Let’s do a little follow-up, regarding last week’s “Mental Housekeeping” message. A valid question has been asked: “How do you clean out all the hurts and go about this mental housekeeping?” It’s a fair question that deserves an answer.
Hurts are the most difficult things to get over, because of the emotional imprint we add to the experience, and then store that memory in our subconscious. Each time we remember the incident or situation, we also recall the pain and hurt, which just solidifies the memory. Neural research now shows that we slightly change our memories when we revisit them, providing the opportunity to intensify those hurts. Some people spend their entire lives purposely remembering old hurts, and now we know that they add another layer before putting the memory “away” until the next re-visit.
It takes a fair amount of work to put those emotional memories into a different perspective, and a lot of that work is self-reflection. Asking yourself the questions, “What else might have been going on, that I might have missed?” and “What was it inside of me that caused me to react in the way I did?” Sometimes, those self-answers are more revealing than we expect.

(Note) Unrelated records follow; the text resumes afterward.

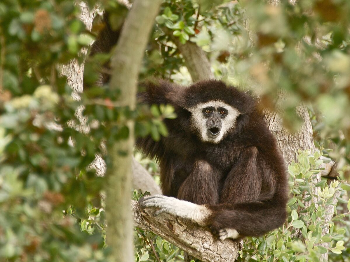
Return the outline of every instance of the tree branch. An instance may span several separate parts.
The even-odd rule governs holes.
[[[237,242],[217,240],[208,229],[169,214],[154,217],[155,209],[143,210],[137,201],[133,201],[132,206],[136,226],[154,232],[203,262],[234,261],[238,256]]]
[[[186,66],[193,82],[214,78],[210,62],[201,47],[189,41],[183,44],[177,37],[174,37],[173,40],[185,59]]]

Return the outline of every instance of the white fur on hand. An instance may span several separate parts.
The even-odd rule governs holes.
[[[239,234],[236,229],[226,228],[220,229],[219,231],[218,235],[219,239],[223,240],[226,238],[234,239],[239,237]]]
[[[209,215],[210,210],[204,205],[194,204],[175,197],[161,195],[146,197],[139,201],[143,208],[158,208],[159,210],[154,213],[154,216],[162,213],[167,213],[173,216],[187,218],[203,225]]]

The good news is that, while we are taking the time to answer these questions (and any others that come to mind during these times of self-reflection), we are cleaning out old mental cobwebs, dusting off even older memories that we may have buried away, under other memories, and illuminating our mental attics.
Self-reflection is like uncovering windows and throwing them open, to let sunlight and fresh air into closed spaces. The light allows us to “see” each memory in full with no shadows, and the fresh “breezes” give us a chance to “blow away the dust” and change our perspective.
What we decide to keep or throw away is up to each of us. Sometimes, an altered perspective allows us to toss the hurt or the pain, and create a new memory of a new lesson learned.